NanoClaw already separates each agent into its own Docker container. OneCLI’s Agent Vault gives you detailed control over what and how those agents can access.
How integration works
NanoClaw previously ran its own credential proxy in which every secret was kept in memory. we replaced it with @onecli-sh/sdk. When NanoClaw rotates a container, it calls applyContainerConfig() To route outbound HTTPS traffic through a OneCLI gateway, which injects the actual credentials:
import { OneCLI } from '@onecli-sh/sdk';
const onecli = new OneCLI({ url: ONECLI_URL });
// Configure container to route through the gateway
await onecli.applyContainerConfig(containerArgs, {
agent: agentIdentifier, // per-agent credential policies
});
Each NanoClaw agent group gets its own OneCLI agent identity, so your sales agents and support agents can have different credentialing policies. Register your credentials once onecli secrets create And the gateway matches outbound requests by host and path.
Why does it matter?
OpenClaw proved that people will hand over the keys to their emails, their calendars, their code repos, their databases, to get the value of an agent doing real work on their behalf. Millions of people have done exactly that, and most of the time it works well. But when that doesn’t happen, the consequences are real.
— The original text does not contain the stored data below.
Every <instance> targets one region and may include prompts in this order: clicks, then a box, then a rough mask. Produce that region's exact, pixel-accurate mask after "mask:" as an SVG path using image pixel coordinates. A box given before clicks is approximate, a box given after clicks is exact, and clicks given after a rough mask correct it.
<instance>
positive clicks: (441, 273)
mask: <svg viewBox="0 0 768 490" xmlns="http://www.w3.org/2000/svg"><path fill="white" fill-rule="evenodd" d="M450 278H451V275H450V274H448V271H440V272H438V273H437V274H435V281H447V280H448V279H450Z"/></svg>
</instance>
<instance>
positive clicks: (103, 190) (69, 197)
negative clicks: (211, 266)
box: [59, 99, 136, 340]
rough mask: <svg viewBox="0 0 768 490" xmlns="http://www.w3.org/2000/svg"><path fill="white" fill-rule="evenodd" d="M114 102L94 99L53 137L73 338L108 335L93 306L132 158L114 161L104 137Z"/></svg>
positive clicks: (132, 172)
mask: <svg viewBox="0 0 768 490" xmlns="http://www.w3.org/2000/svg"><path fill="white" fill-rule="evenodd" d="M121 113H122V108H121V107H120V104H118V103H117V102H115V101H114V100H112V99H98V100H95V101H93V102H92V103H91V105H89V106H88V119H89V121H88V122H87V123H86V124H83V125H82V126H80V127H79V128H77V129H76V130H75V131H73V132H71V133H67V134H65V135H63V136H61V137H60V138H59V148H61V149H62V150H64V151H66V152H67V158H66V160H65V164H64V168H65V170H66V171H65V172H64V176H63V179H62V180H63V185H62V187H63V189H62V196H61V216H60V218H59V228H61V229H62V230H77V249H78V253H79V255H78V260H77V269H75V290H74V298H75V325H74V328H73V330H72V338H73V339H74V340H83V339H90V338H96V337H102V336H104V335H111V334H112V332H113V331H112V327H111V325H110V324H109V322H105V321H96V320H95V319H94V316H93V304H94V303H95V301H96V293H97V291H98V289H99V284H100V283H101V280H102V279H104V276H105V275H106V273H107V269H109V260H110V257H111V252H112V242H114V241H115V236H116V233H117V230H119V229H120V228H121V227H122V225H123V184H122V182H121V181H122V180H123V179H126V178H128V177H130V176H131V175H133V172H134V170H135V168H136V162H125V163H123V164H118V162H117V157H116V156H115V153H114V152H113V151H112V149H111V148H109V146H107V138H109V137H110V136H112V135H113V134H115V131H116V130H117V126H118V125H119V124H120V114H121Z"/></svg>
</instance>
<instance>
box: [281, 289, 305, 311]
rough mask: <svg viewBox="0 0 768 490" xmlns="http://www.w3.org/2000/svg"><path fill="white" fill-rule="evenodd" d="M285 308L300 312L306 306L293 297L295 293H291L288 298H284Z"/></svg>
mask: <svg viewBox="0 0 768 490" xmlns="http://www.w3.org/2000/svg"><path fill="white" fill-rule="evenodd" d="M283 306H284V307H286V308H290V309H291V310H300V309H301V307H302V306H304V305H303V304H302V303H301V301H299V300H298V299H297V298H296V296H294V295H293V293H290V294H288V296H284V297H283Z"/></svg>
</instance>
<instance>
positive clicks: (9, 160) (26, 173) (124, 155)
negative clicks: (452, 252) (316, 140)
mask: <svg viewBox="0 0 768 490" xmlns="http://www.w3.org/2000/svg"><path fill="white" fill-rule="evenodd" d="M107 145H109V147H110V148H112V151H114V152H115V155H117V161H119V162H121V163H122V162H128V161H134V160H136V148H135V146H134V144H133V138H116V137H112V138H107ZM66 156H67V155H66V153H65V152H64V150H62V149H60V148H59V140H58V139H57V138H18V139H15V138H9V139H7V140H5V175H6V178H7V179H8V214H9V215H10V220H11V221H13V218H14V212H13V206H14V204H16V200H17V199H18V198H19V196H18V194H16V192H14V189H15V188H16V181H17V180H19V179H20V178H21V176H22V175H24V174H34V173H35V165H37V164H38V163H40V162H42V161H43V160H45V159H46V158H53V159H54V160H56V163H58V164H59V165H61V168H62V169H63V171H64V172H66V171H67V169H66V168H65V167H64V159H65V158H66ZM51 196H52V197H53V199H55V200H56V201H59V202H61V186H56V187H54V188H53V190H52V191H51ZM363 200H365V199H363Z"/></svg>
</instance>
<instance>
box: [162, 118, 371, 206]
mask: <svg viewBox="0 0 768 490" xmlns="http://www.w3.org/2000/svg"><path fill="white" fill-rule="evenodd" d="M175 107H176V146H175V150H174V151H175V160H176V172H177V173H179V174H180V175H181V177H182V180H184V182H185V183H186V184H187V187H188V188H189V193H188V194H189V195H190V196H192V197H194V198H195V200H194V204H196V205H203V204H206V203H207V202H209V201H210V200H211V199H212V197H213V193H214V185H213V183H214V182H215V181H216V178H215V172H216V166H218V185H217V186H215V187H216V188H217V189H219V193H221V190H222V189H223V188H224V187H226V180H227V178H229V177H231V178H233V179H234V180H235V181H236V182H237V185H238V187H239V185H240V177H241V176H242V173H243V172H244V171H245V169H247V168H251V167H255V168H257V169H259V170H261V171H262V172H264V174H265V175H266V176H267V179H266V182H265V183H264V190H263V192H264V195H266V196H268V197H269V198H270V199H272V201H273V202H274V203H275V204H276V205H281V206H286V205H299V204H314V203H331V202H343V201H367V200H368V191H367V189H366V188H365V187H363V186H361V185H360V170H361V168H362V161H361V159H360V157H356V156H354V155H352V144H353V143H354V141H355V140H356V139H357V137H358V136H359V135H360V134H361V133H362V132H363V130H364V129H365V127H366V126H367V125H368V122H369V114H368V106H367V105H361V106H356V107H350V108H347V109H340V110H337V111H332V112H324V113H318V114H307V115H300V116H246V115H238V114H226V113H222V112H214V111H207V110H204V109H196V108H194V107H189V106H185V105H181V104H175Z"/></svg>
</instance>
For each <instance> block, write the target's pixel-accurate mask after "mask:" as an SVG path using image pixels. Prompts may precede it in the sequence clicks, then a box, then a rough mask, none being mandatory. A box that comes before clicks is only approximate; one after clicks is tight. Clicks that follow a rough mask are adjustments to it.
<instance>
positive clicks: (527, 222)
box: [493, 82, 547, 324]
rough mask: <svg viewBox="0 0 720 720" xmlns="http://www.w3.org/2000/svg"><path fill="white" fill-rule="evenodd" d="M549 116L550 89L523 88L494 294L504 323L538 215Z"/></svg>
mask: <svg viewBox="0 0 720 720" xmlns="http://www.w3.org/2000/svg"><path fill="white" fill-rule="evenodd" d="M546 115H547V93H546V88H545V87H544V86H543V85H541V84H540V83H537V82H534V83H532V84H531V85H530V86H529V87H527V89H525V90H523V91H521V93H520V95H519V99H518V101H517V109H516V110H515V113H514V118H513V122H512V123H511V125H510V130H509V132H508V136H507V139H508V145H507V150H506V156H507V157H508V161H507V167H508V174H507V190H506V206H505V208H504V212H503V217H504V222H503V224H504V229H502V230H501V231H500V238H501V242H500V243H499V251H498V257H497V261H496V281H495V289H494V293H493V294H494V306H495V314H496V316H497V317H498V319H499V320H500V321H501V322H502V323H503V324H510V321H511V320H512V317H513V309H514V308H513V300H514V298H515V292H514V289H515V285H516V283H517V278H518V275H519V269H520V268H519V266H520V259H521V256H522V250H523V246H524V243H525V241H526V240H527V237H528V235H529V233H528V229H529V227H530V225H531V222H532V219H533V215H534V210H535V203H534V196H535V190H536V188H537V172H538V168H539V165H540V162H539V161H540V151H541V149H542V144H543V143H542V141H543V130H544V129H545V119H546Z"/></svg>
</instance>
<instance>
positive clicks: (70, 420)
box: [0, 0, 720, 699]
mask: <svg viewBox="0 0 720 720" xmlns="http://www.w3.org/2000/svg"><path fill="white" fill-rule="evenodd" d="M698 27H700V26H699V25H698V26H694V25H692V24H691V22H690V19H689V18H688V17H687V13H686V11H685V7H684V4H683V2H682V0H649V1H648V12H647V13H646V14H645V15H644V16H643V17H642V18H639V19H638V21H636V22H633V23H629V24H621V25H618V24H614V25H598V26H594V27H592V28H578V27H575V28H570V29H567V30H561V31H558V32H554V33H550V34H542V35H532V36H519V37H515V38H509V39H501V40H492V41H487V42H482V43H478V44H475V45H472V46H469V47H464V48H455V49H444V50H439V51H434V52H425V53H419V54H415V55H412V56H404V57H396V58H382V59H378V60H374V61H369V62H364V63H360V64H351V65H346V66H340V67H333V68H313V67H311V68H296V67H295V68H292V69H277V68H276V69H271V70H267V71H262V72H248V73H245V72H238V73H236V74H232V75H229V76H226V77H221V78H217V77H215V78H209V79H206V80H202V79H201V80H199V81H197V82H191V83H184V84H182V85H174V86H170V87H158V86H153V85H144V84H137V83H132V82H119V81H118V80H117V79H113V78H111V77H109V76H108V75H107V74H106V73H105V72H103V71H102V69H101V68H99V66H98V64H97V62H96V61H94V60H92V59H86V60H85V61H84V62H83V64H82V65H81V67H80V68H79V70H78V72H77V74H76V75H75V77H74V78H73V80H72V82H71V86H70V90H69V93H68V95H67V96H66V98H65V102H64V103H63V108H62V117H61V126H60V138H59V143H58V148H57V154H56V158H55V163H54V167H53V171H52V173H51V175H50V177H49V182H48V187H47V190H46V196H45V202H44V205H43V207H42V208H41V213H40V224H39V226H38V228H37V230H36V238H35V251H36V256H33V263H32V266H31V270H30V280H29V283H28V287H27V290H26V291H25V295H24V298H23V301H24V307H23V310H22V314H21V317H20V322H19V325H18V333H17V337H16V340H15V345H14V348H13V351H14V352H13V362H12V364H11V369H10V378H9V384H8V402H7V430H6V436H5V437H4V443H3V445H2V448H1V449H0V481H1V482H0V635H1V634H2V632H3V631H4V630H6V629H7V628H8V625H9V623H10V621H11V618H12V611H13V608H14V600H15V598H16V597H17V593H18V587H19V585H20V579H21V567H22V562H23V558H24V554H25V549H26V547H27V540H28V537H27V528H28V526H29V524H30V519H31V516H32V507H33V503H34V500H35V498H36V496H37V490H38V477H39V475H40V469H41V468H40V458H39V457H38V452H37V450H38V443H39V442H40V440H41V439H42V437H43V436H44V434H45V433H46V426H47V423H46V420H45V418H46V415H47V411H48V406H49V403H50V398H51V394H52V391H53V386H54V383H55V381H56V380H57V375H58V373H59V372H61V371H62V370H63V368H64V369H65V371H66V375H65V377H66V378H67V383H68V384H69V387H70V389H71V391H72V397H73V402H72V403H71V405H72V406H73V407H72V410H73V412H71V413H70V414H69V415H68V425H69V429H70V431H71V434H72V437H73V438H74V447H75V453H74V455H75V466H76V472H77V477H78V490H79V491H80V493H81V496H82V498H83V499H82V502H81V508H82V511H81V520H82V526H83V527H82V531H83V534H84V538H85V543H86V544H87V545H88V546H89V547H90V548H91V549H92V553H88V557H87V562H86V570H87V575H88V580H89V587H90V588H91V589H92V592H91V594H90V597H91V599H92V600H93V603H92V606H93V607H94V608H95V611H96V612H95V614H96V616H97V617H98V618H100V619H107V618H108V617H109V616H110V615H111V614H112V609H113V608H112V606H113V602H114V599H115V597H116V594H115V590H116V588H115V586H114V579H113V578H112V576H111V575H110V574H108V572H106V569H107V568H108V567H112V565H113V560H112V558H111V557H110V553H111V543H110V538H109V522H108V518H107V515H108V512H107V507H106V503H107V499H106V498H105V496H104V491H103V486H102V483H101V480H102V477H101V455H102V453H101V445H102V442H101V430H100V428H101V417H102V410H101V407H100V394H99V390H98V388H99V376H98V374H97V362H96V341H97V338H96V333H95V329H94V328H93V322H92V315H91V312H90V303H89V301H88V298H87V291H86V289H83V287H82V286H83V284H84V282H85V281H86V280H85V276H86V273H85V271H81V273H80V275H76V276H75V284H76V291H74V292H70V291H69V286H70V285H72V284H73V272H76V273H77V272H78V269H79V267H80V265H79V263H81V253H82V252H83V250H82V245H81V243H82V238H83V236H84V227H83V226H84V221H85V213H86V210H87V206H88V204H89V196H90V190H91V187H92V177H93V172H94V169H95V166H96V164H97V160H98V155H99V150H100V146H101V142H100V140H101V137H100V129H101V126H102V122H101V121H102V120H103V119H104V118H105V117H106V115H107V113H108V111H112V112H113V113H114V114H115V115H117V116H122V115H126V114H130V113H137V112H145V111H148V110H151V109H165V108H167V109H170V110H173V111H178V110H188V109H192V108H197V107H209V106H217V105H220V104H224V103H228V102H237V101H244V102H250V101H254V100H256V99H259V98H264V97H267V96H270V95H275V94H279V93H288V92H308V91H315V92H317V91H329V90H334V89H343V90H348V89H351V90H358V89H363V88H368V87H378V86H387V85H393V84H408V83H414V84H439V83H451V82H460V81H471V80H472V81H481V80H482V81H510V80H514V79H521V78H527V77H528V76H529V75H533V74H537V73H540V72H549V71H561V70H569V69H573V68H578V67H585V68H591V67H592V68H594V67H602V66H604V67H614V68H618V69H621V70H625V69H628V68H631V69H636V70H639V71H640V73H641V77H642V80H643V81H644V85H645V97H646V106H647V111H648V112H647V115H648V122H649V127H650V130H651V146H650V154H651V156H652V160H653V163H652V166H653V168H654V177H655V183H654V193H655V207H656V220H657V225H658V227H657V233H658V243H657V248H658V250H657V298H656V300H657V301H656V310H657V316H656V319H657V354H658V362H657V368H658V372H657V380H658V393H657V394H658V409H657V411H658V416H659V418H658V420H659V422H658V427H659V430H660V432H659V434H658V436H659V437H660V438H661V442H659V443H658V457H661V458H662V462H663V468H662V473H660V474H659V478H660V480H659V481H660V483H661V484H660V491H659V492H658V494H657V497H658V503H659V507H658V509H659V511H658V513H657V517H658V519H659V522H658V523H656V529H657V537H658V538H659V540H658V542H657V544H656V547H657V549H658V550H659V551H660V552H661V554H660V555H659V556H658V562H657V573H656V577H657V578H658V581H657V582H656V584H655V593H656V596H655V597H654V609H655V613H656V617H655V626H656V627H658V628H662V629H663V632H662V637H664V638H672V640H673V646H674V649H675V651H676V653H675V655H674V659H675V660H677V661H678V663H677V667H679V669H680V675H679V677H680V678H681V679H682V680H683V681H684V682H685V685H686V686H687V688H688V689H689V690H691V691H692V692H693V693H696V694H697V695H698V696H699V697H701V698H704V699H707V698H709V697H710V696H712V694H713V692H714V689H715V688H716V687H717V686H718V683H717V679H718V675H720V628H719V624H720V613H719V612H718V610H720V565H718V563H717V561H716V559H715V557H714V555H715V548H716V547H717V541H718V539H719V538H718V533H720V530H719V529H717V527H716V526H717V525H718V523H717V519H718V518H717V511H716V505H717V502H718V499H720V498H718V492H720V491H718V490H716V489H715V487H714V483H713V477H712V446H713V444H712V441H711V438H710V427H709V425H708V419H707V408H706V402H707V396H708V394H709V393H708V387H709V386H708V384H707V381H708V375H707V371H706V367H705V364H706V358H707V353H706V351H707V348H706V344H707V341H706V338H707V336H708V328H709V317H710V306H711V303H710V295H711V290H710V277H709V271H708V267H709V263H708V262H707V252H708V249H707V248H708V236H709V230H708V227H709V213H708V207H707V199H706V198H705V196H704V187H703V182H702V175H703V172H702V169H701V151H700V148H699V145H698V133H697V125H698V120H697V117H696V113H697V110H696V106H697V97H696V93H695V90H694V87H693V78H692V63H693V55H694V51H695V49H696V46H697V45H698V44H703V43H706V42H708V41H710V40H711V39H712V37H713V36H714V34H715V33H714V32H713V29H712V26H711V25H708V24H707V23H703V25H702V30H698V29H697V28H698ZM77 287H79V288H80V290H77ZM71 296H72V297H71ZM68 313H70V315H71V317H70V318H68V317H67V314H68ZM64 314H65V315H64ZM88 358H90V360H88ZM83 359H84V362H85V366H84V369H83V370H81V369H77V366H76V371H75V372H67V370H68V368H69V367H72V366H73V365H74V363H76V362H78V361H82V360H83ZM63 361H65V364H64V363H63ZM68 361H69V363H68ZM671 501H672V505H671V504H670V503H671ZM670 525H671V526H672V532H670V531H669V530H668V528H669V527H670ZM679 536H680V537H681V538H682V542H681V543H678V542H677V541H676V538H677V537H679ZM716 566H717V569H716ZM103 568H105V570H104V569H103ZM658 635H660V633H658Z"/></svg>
A director of AI alignment at Meta gave OpenClaw access to his email and explicitly told him not to take any action without his approval. The agent started deleting emails en masse anyway. She couldn’t stop it from her phone and had to go to her computer to end the process.
This story happens when agents operate without boundaries. The value of agents comes from giving them access to real systems and real data. An agent that can’t touch anything is just a chatbot. But an agent who can touch everything with no policy, no rate limit, no approval flow is a liability. The question is how can you get claw unlocked without risk.
beyond mystery management
Most people using agents today either hardcode API keys into environment variables or pull them from a secrets manager. Secret managers like HashiCorp Vault or AWS Secrets Manager solve storage, but they don’t solve what happens when the agent actually uses the credentials. The agent fetches the key, and from that point the key is in the agent’s environment, its context can be extracted through prompt injection. The safe secretly protected the secret, but once the agent had the secret, the safe was out of the picture.
Agent Vault sits between the agent and the services it calls. Your credentials are still where you keep them. But instead of handing the raw key to the agent, Vault proxies the request, matches the host and path, injects the real credentials, and forwards it. The agent never sees the key. Never keeps it. Never log it.

Policies, not just proxying
If Agent Vault simply swapped keys, it would be useful but limited. The more important part is the policy layer on top.
You can set rate limits so that an agent can only send or delete a certain number of emails per hour:
# Rate-limit Gmail API calls to 3 per hour
onecli rules create \
--name "Gmail rate limit" \
--host-pattern "gmail.googleapis.com" \
--action rate_limit \
--rate-limit 3 \
--rate-window 1h
Timed access, human-in-the-loop approval, and more advanced policy controls are coming soon. Back to the meta incident: If there was a rate limit of three emails deleted per hour, the loss would be three emails, not the entire inbox. The agent would have crossed the line, the user would have been notified, and it would have been a minor annoyance rather than a cautionary tale seen by millions.
For teams and organizations, these policies can work at two levels: an organization sets the outer limits of what’s possible, and individual users are allowed within that framework. But even for a single user running NanoClaw on their own machine, the ability to say “you can access my email but you can only delete three messages per hour” changes the calculus of what you’re comfortable letting an agent do.
whole lot
Nanoclaw solves runtime isolation. Each agent runs in its own container with its own file system, its own process space, and no ambient access to the host. OneCLI’s Agent Vault solves credential isolation and policy enforcement. Together, the agent operates within boundaries that are visible, audible, and enforceable.
Both projects are open source. NanoClaw is at github.com/qwibitai/nanoclaw and OneCLI is at github.com/onecli/onecli.